Aber: Damit allein ist es nicht getan. Wenn KI-Systeme Ihr Unternehmen nicht eindeutig kennen oder ihm nicht vertrauen, landen Ihre Inhalte faktisch in einem Nebenbecken. Sie produzieren Texte, aber sie spielen in den Momenten keine Rolle, in denen ChatGPT, Gemini & Co. konkrete Empfehlungen aussprechen. Mehr Content ohne klare Identität und belastbare Belege kostet vor allem Zeit und Geld, ohne Ihre Chancen in KI-Antworten spürbar zu erhöhen.
„Ein paar Backlinks reichen schon“
Ganz sicher nicht. Das hat schon bei Google seit Jahren nicht gereicht – und in der KI-Welt noch weniger. Jeder starke, seriöse und themenrelevante Link ist ein weiterer Mosaikstein, aber Backlinks sind nur eine Art von Beleg unter vielen. Wenn Ihre Online-Identität unscharf ist, Profile widersprüchlich sind und externe Erwähnungen fehlen, werden ein paar neue Links keine GEO-Lücken schließen. Sie verstärken ein Bild, das bereits stimmt – sie ersetzen es nicht.
„GEO ist nur etwas für große Marken“
Ganz im Gegenteil. Ein Blick in die Szene zeigt das deutlich. Der Gründer des GEO-Tools „Lorelight“ hat seine eigene Plattform wieder abgeschaltet – mit der Begründung, GEO sei im Kern nichts anderes als Brand Building.⁴ Wenn jemand ein GEO-Tool baut, Zeit und Geld hineinsteckt und am Ende sagt „Eigentlich geht es um Markenaufbau“, darf man den Gedanken ruhig ernst nehmen.
GEO ist vor allem digitaler Markenaufbau. Nur weil eine Marke offline stark ist, heißt das nicht, dass sie online für KI-Systeme sichtbar und vertrauenswürdig wirkt. Entscheidend ist, welches Bild sich im Netz abzeichnet. Also wie klar Identität, spezielles Angebot und Zielgruppe erkennbar sind und welche Belege das stützen.

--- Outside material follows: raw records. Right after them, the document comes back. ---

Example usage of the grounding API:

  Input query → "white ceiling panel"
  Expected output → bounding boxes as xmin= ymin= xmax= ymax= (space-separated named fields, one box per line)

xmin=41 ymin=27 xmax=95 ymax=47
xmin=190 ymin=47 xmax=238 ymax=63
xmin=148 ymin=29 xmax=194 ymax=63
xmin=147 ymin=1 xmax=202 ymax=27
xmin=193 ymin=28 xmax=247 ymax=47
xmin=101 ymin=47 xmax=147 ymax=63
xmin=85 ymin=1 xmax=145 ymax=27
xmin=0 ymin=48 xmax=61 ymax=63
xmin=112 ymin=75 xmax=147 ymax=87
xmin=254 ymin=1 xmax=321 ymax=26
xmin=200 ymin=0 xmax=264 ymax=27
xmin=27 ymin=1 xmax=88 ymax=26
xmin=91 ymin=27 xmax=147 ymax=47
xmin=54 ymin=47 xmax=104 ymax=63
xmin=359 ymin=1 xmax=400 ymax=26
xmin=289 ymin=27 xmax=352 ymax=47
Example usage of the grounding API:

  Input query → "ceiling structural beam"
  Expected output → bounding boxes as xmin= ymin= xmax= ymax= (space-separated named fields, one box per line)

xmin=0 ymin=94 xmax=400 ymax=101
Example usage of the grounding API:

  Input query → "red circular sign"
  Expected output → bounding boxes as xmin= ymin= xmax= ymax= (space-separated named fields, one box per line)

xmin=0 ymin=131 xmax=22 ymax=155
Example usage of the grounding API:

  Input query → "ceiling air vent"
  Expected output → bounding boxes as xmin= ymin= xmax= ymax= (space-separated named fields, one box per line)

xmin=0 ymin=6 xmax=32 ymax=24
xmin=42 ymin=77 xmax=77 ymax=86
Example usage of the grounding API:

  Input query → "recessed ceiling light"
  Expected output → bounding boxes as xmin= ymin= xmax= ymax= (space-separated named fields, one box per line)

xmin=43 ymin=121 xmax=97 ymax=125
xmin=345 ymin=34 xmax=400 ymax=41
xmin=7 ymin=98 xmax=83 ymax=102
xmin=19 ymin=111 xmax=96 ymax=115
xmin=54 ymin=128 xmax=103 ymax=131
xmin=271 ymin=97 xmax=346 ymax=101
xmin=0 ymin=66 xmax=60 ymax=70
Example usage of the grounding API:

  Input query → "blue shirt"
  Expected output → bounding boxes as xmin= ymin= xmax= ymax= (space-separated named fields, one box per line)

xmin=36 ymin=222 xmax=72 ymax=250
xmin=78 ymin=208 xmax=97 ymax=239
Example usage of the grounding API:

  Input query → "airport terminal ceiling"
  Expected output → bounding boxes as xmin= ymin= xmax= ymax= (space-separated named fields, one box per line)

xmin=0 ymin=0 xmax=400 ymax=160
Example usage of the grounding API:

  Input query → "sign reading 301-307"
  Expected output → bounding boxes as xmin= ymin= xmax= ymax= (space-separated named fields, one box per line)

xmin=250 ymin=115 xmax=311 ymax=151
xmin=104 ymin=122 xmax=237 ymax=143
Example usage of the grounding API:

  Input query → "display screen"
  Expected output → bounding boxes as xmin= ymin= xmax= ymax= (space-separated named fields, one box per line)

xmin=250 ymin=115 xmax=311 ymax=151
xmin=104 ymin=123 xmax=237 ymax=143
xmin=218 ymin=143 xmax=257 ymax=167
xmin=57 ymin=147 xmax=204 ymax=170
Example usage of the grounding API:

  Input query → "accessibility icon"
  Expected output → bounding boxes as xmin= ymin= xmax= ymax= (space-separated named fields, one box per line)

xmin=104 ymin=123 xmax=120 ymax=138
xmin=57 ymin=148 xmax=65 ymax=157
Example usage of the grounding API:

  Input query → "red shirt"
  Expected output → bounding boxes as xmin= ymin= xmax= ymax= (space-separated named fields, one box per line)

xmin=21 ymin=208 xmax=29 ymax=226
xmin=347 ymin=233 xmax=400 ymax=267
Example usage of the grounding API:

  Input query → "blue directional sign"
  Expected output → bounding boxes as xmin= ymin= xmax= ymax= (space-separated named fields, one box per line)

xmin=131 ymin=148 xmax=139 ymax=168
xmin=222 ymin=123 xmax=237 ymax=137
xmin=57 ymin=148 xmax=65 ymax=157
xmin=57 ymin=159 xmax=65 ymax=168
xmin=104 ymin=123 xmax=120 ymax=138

Und selbst das reicht nicht ohne Inhalte. Die digitale Marke wirkt nur, wenn genug passende „Angeln“ im Wasser liegen – Inhalte, die die richtigen Probleme aufgreifen und lösen. Vor allem bei informationellen Fragen wie „Was kann ich tun, wenn …?“ oder „Welche Optionen habe ich als …?“ können KI-Systeme nur die Anbieter empfehlen, die dazu nachvollziehbare, verständliche und fachlich belastbare Antworten hinterlassen haben.
„Das betrifft unsere Branche nicht“
Dieser Satz fällt immer, wenn sich etwas Grundlegendes verändert hat. Bei den ersten Websites: „Unsere Kunden rufen an, die gehen nicht ins Internet.“ Als Google groß wurde: „Uns findet man über unseren Namen, nicht über Suchmaschinen.“ Und bei Smartphones: „Unsere Zielgruppe sitzt im Büro, nicht am Handy.“ Heute liest sich das wie ein Best-of der Fehleinschätzungen.
GEO ist keine eigene Spielwiese für Tech-Firmen, sondern überall dort Thema, wo Menschen Fragen stellen wie „Wen empfiehlst du mir für …?“ oder „Wer kann mir dabei helfen, …?“. Also genau in den Branchen, in denen Vertrauen und Spezialisierung zählen.
Ob eine Branche „digital“ wirkt oder nicht, interessiert KI-Systeme nicht. Entscheidend ist nur, ob Nutzer ihre Fragen dorthin verlagern. Wenn jemand ChatGPT fragt „Welche Agentur kann unsere Sichtbarkeit in KI-Antworten verbessern?“, dann ist diese Branche automatisch Teil von GEO – die einzige Frage ist, ob Sie in diesen Antworten vorkommen oder nicht.